Fortunately, my good friend, Mary, came for a visit and got me started. She had been composting and gardening for years, and I knew she would be able to walk me through the process. I called her and gave her the heads up that this would be one of the items on our ‘to-do’ list while was here. She was game, and I’ve been successfully composting since.
So here I was, taking the food from our family of five and recycling it into compost. I have always been very good at recycling paper, glass, and plastic, but I noticed by taking food out of my garbage pail, the amount going to the landfill had drastically reduced. This surprised me. Really surprised me.
Then I began thinking, if one household threw out this much uneaten food, how much food waste would a restaurant have? I’m not a big ‘let’s go out to eat’ person, but when we do, I notice many plates leave the table with food untouched. Now, I’ve worked in the restaurant industry, and I know once it goes out to the table, all uneaten food goes into the garbage. Now that adds up to a LOT of food. Can you picture it? Mounds and mounds of food waste piling up and rotting alongside broken furniture, outsized clothing, plastic containers, and forgotten toys? There had to be a better way.
I had heard about a program at the Office of Sustainable Development called Portland Composts! This makes so much sense, but how does one go about learning how and what’s entailed?

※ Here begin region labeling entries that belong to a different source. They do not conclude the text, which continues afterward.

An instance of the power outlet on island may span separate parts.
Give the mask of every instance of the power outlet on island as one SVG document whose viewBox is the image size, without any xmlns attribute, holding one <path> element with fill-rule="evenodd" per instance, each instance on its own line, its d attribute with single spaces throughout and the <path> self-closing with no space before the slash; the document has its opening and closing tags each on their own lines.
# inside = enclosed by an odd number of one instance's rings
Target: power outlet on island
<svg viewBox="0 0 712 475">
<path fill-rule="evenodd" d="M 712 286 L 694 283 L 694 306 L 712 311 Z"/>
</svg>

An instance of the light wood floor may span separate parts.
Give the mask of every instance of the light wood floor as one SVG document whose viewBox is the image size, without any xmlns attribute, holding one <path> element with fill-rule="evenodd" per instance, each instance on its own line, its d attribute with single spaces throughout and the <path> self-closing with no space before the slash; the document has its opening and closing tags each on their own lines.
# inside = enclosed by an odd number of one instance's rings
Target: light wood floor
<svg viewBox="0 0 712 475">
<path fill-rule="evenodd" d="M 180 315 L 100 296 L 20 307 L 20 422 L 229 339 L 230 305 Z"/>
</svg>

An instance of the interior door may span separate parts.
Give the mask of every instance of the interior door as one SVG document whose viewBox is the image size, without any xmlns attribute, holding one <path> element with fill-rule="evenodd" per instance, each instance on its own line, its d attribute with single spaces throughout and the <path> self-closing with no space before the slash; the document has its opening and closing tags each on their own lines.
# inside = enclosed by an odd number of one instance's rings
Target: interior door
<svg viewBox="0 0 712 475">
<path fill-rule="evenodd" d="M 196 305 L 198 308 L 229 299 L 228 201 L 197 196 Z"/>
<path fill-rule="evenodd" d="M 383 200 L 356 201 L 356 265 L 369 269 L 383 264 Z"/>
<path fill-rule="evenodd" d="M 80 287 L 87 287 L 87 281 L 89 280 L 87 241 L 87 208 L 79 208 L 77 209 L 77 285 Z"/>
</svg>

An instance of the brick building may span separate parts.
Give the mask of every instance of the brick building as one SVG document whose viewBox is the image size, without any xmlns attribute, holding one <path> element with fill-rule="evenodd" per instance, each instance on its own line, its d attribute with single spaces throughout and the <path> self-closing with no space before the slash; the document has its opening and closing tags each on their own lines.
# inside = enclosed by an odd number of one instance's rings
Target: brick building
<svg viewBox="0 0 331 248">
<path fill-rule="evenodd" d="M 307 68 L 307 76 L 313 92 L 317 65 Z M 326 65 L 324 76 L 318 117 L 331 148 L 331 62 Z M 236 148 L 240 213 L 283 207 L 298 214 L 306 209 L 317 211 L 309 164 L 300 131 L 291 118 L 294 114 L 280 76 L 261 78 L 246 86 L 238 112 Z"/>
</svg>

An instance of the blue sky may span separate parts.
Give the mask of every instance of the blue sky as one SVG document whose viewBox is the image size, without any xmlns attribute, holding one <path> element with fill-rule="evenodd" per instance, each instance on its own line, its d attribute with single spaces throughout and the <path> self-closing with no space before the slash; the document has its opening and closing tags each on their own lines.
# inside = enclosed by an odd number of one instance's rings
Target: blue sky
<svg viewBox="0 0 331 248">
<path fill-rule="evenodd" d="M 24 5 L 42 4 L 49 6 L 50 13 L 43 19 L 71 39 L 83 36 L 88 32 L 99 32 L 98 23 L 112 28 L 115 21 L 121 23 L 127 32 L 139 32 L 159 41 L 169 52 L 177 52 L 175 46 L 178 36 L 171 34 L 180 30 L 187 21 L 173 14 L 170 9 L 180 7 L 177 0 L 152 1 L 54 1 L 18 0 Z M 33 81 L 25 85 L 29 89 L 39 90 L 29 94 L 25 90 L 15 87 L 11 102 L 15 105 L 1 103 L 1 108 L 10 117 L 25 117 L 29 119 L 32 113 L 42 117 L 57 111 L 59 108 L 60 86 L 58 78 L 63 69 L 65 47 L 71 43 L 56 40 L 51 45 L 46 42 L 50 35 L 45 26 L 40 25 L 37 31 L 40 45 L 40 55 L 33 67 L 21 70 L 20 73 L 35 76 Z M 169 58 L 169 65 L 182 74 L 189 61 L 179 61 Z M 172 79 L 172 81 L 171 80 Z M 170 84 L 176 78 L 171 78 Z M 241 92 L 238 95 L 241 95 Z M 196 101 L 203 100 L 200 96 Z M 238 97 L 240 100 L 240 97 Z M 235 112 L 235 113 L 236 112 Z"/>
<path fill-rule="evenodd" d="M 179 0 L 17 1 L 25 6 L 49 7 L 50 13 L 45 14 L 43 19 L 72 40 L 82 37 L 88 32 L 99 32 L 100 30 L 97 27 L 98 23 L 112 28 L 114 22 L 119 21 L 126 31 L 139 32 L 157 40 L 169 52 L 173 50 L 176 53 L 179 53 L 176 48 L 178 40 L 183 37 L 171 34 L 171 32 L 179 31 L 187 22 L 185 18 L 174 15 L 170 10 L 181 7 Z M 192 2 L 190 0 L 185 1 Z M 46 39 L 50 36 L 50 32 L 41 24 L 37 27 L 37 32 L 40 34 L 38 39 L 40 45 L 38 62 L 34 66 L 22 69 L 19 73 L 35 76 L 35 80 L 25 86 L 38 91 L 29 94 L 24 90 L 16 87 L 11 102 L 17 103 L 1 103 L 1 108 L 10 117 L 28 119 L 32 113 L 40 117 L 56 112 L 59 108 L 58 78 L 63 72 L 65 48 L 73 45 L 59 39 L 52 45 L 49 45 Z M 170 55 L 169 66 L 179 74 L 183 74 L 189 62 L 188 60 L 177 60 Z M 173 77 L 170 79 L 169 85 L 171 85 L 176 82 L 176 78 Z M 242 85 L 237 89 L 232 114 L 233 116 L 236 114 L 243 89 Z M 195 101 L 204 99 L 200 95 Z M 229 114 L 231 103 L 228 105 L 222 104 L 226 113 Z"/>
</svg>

I set out to learn from one who knew firsthand, and I found that one of the best local and organic breakfast places in town has been participating in this program since its early days, the bijou, café.
Kathleen Hagberg and the crew at the Bijou have made the change from going to the dump to going to the composter. And it wasn’t all that hard for them. It seems to be working in Seattle, and San Francisco too. Is it happening in your community? Can it happen there? If all the different parts (restaurant, collector, large scale compost company) come together, perhaps there is a chance to reduce some of the CO2 emissions occurring on this planet, after all.